正確な見積もりは現状把握から。紙の山を前に立ちすくまないための「プロの数え方」

スキャンを業者に外注しようと考えたとき、必ず最初に聞かれるのが「対象の書類は全部で何枚(何ページ)くらいありますか?」という質問です。しかし、オフィスのキャビネットや倉庫に眠る大量の紙を前に、1枚ずつ数えるわけにはいきません。見積もりをスムーズに取得し、大まかな予算感を掴むために、プロも実践している「書類ボリュームをざっくり、かつ高精度に割り出すテクニック」を解説します。

「バインダーの背幅」と「ダンボールの箱数」から、総枚数を数分で割り出す計算式

書類の枚数を把握する最も簡単な方法は、書類が収まっている「器」のサイズから逆算することです。
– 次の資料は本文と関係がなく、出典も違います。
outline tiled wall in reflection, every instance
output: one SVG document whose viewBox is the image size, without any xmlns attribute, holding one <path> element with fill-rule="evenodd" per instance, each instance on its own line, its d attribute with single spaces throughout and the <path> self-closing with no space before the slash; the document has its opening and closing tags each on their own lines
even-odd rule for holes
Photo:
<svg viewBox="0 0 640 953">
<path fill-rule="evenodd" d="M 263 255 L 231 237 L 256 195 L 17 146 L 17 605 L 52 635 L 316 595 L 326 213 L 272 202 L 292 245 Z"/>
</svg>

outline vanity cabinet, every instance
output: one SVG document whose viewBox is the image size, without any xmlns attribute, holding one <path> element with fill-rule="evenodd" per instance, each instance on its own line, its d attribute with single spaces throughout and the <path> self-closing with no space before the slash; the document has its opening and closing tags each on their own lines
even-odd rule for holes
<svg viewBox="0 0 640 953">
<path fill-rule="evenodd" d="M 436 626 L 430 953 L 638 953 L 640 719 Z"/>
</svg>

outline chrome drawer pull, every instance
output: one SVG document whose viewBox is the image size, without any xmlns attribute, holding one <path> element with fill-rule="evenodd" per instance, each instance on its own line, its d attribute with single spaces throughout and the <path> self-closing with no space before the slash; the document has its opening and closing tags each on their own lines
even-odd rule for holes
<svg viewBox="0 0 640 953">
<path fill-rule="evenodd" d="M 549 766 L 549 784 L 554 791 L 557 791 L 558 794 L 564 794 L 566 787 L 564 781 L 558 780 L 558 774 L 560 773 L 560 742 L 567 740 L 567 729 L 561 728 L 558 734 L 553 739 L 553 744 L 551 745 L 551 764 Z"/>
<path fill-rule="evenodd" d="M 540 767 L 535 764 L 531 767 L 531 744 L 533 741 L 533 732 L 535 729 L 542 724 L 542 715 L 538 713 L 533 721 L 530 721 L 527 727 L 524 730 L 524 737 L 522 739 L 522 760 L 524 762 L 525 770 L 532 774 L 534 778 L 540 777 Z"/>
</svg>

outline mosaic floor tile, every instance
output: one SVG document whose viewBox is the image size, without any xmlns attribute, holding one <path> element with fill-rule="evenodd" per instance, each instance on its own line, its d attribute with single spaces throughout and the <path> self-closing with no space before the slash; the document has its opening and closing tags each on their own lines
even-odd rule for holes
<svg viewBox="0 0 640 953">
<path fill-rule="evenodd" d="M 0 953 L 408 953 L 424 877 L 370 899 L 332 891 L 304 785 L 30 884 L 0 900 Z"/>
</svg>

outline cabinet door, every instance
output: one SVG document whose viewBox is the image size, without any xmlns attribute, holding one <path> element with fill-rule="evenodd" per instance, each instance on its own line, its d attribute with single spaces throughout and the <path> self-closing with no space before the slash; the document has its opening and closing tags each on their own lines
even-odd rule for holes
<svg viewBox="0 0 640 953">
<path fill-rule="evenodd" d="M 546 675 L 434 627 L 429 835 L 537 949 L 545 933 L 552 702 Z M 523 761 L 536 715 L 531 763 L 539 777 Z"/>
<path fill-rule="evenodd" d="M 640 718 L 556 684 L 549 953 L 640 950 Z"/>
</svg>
一般的なコピー用紙の場合、厚み10cm(100mm)あたり約1,000枚の書類が収まります。

  • 厚型レバーファイル(背幅10cm): 1冊あたり約800〜1,000枚
  • 一般的なA4ダンボール(みかん箱サイズ): 1箱あたり約2,500〜3,000枚 この基準を使えば、「キャビネット3段分(バインダー約30冊)だから約3万枚」「倉庫のダンボールが10箱だから約3万枚」というように、数分で全体のボリュームを試算できます。

「ホチキス、付箋、ポケットファイル」の有無。見積もり金額を左右する書類の状態

総枚数と同じくらい重要なのが、書類の「状態」です。スキャン作業の前には、針を外す「ホチキス除去」、折り返された「付箋の処理」、クリアファイルや「ポケットリフィルからの取り出し」といった手作業(前処理)が発生します。これらが大量にある場合、基本のスキャン料金とは別に作業費用が加算されることがあるため、見積もりを依頼する前に「全体の何割くらいにホチキスや付箋がついているか」をサンプルとして数冊チェックしておくと、より実態に近い見積もりが出やすくなります。